What turn count should teams standardize on for multi-turn safety evals?
No standard exists yet. MultiBreak evaluates up to six turns; MT-JailBench decomposes attacks into modular phases with variable lengths, and its core finding is that ASR scales with allowed search depth. A practical reporting convention is to publish refusal rates at multiple fixed depths (e.g., 3, 6, 10 turns) so stakeholders can see where the model’s defenses degrade rather than relying on a single headline number.
Could the open-source generators be exploiting shared training data with commercial targets?
The paper flags this possibility but does not test it. A concrete diagnostic would be to generate attacks from a model outside the typical English-web training lineage—for instance, a model trained predominantly on non-English corpora—and measure whether transfer rates to GPT-4.1-mini hold.

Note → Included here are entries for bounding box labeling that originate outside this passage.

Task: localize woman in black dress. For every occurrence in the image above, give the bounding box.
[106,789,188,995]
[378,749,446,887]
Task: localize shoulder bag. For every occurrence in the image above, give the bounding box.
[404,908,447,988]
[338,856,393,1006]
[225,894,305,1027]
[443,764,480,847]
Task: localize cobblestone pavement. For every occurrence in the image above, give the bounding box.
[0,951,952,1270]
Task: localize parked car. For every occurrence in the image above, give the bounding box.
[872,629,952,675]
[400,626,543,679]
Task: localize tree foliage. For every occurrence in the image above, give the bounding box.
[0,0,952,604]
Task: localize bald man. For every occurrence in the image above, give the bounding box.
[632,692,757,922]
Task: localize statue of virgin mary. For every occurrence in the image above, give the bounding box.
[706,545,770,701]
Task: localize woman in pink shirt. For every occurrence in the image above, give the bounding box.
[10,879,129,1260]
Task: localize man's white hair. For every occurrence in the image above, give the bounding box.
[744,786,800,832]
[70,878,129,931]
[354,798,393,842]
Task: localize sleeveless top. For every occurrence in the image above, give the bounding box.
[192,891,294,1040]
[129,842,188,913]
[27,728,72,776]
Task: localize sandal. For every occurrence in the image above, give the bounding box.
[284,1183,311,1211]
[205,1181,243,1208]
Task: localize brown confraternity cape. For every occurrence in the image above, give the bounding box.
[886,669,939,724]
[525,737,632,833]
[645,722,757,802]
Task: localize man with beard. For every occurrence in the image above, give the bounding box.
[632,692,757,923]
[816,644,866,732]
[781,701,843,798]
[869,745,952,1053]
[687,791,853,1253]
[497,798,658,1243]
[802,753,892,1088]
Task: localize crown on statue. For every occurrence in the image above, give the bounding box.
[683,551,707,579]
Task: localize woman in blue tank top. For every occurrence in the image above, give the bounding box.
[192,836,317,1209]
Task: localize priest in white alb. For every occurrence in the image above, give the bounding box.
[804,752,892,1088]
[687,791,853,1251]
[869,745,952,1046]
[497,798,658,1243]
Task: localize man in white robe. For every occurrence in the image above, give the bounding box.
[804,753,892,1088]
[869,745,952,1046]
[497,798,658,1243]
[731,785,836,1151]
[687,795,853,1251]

If they drop sharply, the current results likely reflect memorized refusal bypasses shared across training distributions rather than reasoning-level vulnerabilities.
What happens if adaptive methods like Mastermind are combined with MultiBreak-scale corpora?
Mastermind already achieves 87% on HarmBench by reasoning over each victim response in real time, outperforming the static X-Teaming (70%). Scaling that interactive approach to MultiBreak’s 10,000+ prompt coverage would require generating each conversation on the fly rather than replaying a frozen corpus, raising compute costs substantially. The unresolved tradeoff is between reproducibility (static replay) and ecological validity (live adaptation), and no current benchmark spans both.